ENTRE os gloriosos califas que dominaram o império muçulmano do Ocidente, o mais notável pelos feitos guerreiros e obras artísticas legadas à posteridade foi Abu Iussef Yakub El-Mansol, o famoso vencedor de Alarcos.
Conta-se que um dia, quando El-Mansol em seu palácio de Marraquexe se entretinha como de costume a jogar xadrez com um de seus cortesãos, foi procurado pelo xeque Abd-El-Hassane, que comandava as tropas muçulmanas na campanha impiedosa do soberano contra algumas tribos revoltosas do interior marroquino.
O imperador meditava naquele momento um lance difícil e delicado da partida, em razão do que o xeque de pé, os braços cruzados sobre o peito, em atitude respeitosa, esperou por mais de uma hora que o califa se dignasse dirigir-lhe a palavra.
- Pelas sete almenaras de Meca! - exclamou finalmente El-Mansol. - Até que enfim consegui descobrir uma jogada segura e perfeita, capaz de salvar-me este valoroso peão!
E depois de fazer com uma das suas peças o lance que lhe cabia, voltou-se para Abd-El-Hassane, o chefe das tropas, e perguntou-lhe:
- Dize-me agora, meu bom general, que grave motivo te obrigou a vir assim tão inesperadamente à minha presença?
- Senhor - respondeu Abd-El-Hassane, - achei que devia consultar Vossa Majestade sobre uma questão da máxima importância. Ontem ao cair da tarde os nossos soldados assaltaram de surpresa o acampamento do Sidi Adhamed Rechid, junto ao oásis de El-Khermis. Nessa temerária investida, fizeram mais de cem prisioneiros, por cuja execução imediata opinaram os xeques das tribos nossas aliadas. Não concordei com o sanguinário alvitre. A meu ver, muitos dos prisioneiros são pouco menos que inocentes e não merecem o castigo de morte. Em face da controvérsia, deliberei apelar para o alto e generoso espírito de justiça de Vossa Majestade. Devemos degolar todos os infelizes que caíram em nosso poder?
O rei, sem hesitar, respondeu em tom enérgico:
- Degola-os!
- Escuto Vossa Majestade e obedeço - replicou Abd-El-Hassane. - A ordem será cumprida. Hoje mesmo, antes que o muezim chame os fiéis à oração da tarde, todos os cativos de El-Khermis serão passados a fio de espada!
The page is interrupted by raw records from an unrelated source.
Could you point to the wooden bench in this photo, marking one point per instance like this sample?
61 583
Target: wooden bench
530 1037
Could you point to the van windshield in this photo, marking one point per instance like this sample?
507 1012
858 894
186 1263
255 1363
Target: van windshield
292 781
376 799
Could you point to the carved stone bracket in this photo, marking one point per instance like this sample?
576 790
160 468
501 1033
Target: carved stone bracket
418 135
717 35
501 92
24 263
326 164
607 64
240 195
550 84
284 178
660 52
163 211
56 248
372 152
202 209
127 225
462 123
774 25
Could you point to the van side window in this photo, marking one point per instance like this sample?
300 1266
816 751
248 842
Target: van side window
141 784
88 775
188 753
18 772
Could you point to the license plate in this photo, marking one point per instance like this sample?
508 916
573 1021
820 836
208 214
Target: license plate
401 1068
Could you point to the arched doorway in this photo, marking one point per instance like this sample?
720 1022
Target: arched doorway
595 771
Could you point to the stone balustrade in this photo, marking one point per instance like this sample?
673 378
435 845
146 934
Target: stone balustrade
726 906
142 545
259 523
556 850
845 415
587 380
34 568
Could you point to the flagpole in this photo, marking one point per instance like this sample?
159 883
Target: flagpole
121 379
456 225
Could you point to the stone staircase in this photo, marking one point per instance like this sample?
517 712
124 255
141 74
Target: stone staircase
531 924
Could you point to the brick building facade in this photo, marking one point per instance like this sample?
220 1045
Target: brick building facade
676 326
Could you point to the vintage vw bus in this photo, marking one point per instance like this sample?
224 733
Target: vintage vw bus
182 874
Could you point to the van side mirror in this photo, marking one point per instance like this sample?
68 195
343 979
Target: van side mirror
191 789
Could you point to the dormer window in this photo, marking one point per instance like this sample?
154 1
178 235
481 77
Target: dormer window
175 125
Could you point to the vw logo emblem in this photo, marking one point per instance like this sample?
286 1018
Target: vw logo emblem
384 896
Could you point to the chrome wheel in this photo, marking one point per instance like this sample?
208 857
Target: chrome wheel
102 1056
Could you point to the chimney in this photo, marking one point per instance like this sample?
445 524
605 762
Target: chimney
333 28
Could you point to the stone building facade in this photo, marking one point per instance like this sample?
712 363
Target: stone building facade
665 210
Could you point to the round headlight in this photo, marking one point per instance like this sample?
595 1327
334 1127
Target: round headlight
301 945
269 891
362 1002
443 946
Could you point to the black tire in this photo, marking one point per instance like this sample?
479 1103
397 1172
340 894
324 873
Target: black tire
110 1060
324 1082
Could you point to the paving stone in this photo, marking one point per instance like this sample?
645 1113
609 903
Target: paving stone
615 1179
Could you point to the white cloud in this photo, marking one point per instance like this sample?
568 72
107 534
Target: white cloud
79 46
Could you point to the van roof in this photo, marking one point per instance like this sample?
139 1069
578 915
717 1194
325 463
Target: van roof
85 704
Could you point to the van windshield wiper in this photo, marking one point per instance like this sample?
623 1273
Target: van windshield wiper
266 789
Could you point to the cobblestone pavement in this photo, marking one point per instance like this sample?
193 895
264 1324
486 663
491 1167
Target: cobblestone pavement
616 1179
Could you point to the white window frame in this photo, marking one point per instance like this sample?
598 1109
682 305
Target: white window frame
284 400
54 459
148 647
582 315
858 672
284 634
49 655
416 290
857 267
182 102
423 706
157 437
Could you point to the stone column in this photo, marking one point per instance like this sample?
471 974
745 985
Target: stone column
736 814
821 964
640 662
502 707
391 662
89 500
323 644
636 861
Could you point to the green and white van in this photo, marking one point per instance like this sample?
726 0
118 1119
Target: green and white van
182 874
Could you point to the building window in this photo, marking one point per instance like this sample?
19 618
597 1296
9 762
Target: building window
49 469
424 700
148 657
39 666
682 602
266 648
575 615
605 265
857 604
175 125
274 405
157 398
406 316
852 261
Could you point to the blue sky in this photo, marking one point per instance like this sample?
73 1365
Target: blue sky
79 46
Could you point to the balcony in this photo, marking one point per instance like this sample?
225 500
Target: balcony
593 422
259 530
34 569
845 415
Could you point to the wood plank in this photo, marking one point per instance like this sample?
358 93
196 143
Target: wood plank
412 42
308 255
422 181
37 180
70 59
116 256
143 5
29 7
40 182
E o valente soldado, depois de dirigir ao califa a saudação exigida pelas rígidas praxes muçulmanas, voltou-se para o grande tabuleiro de xadrez e inclinou-se várias vezes como se estivesse diante de um trono a saudar um príncipe ou o próprio califa de Bagdá!
O rei, ao atentar naquelas curvaturas descabidas do cheque, exclamou curioso:
- Por Mafoma! Pela santa pedra da Caaba! A quem estás saudando com tanto respeito e cerimônia?
- Senhor! - replicou Abd-El-Hassane com calma e firmeza - estava prestando minhas homenagens ao peão do tabuleiro de Vossa Majestade!
- Onde já viste, ó xeque dos xeques, um muçulmano reverenciar por essa forma um objeto insignificante, sem vida e sem valor?
- Peço humildemente perdão a Vossa Majestade. Não posso, porém, acreditar - contraveio Abd-EI-Hassane - que esse pequenino peão seja, como Vossa Majestade acaba de afirmar, um objeto desvalioso, sem vida e sem interesse. Julgo-o, ao contrário, uma jóia de raro valor, e a ser verdade o que pude observar e concluir deve ter vida, e mais preciosa que a de um príncipe!
E como o rei e nobres presentes o fitassem com mostras de não pequeno espanto, Abd-El-Hassane acrescentou:
- Deparou-se-me ensejo de observar que Vossa Majestade, por temer a perda ou o sacrifício do peão, esteve durante mais de uma hora engolfado em cogitações e cálculos para atinar com o lance certo e preciso; entretanto, Vossa Majestade não hesitou, nem mesmo um segundo, para resolver sobre a condenação à morte de mais de cem criaturas! É evidente, portanto, que o peão precioso do tabuleiro vale muito mais, aos olhos de Vossa Majestade, do que cem vidas humanas!
El-Mansol, o Forte, compreendeu perfeitamente o sentido das palavras de Abd-El-Hassane e ordenou que não fossem mais executados os prisioneiros do oásis de El-Khermis.
E desse dia em diante, no grande império islâmico, nenhum homem foi condenado sem que o decretassem depois de longo e cuidadoso estudo, juízes sábios, íntegros e generosos.